Aku menghembuskan nafas, berusaha untuk menekan emosiku agar tidak naik. "Aku gak suka sama janji. Harusnya kamu paham betul akan hal itu."

"Ah ma...maaf." Dia berkata sambil menundukkan kepala, dan menggaruk tengkuknya yang entah gatal atau tidak. Aku tak tau.

"Ya udah deh, aku janji gak bakal janji lagi." Ucapnya.

"Hei? Itu sama aja." Aku menghentikan langkah dan menghentak tanganku yang masih menggenggam tangannya.

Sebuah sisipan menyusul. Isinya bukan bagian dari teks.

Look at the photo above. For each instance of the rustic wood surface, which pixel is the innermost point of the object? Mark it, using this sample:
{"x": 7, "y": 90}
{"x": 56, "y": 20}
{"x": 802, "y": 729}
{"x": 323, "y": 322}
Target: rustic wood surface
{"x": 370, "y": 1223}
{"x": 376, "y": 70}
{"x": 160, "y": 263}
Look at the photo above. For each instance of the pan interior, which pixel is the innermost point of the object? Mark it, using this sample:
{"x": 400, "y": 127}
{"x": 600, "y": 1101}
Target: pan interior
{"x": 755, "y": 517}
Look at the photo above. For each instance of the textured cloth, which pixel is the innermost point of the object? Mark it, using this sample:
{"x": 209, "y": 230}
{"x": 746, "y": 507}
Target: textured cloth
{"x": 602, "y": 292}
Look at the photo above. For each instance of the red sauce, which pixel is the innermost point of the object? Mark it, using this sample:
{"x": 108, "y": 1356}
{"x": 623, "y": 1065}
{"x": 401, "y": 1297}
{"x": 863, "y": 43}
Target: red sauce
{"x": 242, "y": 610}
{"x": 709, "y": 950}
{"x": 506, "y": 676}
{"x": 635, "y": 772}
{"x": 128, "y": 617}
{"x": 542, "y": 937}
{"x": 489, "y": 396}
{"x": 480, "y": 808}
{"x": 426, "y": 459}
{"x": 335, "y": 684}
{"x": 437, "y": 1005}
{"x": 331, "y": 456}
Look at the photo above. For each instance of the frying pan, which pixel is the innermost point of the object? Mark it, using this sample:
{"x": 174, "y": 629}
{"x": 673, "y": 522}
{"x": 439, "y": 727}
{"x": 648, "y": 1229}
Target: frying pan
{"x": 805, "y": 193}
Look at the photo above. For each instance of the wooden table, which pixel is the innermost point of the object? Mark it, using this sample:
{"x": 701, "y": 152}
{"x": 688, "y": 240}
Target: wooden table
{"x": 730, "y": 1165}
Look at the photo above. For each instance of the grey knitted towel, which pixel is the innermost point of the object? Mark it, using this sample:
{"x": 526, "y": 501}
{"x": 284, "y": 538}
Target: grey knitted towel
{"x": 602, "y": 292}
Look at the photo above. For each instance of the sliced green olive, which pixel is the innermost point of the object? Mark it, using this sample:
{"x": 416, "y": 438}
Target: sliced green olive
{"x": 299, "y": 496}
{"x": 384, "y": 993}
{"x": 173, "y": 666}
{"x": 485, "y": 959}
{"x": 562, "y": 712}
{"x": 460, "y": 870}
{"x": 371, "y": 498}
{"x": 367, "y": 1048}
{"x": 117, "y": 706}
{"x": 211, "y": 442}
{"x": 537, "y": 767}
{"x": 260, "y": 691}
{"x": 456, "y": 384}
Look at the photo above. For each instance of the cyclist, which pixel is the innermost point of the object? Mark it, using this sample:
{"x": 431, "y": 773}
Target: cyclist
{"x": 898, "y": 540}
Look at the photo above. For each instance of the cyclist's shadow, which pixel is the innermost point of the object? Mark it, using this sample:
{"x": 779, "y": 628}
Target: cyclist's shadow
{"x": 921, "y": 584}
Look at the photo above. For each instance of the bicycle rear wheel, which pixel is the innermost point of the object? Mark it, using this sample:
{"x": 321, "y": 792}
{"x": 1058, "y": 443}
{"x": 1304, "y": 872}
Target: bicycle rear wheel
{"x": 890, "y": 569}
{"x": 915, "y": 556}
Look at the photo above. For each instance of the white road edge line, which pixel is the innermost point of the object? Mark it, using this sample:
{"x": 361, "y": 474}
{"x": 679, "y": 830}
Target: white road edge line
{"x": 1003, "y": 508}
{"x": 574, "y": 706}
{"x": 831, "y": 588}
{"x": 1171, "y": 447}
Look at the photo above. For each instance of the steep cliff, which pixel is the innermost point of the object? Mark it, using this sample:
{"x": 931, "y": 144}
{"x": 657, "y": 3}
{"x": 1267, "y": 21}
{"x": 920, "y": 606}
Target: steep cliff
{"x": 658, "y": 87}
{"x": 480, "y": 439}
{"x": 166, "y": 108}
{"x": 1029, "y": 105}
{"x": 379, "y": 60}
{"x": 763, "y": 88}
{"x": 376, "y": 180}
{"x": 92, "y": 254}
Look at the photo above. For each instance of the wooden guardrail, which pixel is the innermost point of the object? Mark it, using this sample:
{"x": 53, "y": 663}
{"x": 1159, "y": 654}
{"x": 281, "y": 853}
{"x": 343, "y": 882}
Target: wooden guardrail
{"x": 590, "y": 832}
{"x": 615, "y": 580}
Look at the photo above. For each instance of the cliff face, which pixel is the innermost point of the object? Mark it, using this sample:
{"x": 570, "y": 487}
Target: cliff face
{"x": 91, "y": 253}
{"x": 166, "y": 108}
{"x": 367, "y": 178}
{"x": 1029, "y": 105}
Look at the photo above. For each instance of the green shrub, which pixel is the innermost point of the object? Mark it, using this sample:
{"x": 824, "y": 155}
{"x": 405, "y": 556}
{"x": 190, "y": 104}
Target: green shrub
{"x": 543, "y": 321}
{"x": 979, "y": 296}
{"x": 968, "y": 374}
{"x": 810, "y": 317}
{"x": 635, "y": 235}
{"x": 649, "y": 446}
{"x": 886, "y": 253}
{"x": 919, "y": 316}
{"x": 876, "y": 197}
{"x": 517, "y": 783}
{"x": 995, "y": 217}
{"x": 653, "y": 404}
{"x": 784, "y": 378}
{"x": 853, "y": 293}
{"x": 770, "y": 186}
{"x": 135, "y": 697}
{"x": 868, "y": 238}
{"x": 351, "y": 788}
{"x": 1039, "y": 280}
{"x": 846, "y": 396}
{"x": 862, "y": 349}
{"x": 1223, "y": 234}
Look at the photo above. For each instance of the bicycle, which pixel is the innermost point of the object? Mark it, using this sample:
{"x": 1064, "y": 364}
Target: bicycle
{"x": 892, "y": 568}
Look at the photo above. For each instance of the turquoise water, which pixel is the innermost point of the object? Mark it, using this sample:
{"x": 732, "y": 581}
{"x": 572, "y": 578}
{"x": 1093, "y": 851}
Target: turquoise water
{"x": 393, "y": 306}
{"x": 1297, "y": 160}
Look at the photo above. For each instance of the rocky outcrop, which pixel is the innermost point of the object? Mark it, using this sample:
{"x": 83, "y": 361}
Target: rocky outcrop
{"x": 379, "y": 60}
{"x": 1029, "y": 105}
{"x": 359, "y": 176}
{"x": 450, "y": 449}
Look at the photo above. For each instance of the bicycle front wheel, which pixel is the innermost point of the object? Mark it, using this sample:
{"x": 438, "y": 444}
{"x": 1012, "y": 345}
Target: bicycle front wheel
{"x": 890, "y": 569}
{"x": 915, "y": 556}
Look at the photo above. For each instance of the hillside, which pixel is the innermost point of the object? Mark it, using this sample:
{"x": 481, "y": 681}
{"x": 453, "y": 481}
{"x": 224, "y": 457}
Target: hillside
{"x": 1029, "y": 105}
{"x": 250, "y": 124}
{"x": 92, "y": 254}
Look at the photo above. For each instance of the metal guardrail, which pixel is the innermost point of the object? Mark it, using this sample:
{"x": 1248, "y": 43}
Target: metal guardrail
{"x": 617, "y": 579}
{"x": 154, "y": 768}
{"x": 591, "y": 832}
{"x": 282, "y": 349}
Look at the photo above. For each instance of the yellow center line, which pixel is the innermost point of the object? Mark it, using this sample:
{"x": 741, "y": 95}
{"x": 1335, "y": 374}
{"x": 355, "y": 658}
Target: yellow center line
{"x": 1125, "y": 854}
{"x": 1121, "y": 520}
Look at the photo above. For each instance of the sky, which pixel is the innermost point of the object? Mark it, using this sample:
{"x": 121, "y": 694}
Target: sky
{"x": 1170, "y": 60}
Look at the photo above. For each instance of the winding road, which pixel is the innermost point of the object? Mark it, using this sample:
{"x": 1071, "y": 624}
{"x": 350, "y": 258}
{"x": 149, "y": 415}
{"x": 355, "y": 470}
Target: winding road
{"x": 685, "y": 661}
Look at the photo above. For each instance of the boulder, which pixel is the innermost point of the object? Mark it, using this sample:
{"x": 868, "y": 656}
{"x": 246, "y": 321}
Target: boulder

"Maaf, sekali lagi aku minta maaf." Dia menundukkan kepalanya, mengucapkan kata maaf lagi.

Aku kembali menghembuskan nafas, sekali lagi mencoba untuk menekan emosi yang mulai merangkak naik. "Iya, aku maafin. Tapi aku gak mau denger kata-kata kayak gitu lagi. Aku lebih suka kamu gak usah ucap janji, daripada banyak janji tapi ujungnya gak pernah dipenuhi."

Dia menganggukan kepala, lalu kembali berjalan sambil sedikit menarik tanganku untuk ikut berjalan bersamanya.

Sepanjang meneruskan perjalanan kami hanya terdiam. Sesekali aku menangkapnya yang curi-curi pandang ke arah genggaman tangan kami, dan aku hanya bisa menahan senyum gemas.

"Kamu tunggu disini sebentar ya, aku mau ambil motorku sekalian bayar." Dia melepaskan genggaman tangan kami setelah kami sampai di depan bengkel tambal ban. Aku hanya mengangguk, menurut.

"Ayo." Tak seberapa lama dia datang dan berhenti di depanku. "Oh iya, ini pake helm." Dia memberikan helm berwarna hitam, yang lalu aku terima dan aku pakai.

"Eh ini gimana? Susah." Aku kesulitan untuk memasang tali pengait helm.

"Belum bisa?" Dia bertanya masih dengan memperhatikanku. Aku hanya menggeleng.

Melihatku masih kesusahan, dia mematikan mesin motor dan turun dari atasnya. "Sini aku bantu. Maaf ya." Tanganku berhenti untuk memasang tali pengait helm itu, berganti dengan dia yang serius memasangkannya.

Aku baru pernah melihat wajahnya dari jarak sedekat ini. Apalagi sekarang wajahnya tengah serius. Ternyata dia sudah sangat berubah dari terakhir kali kami bersama saat di bangku sekolah.

Satu senyuman terbit di wajahku. Ternyata tak ada salahnya aku kembali memberi dia kesempatan.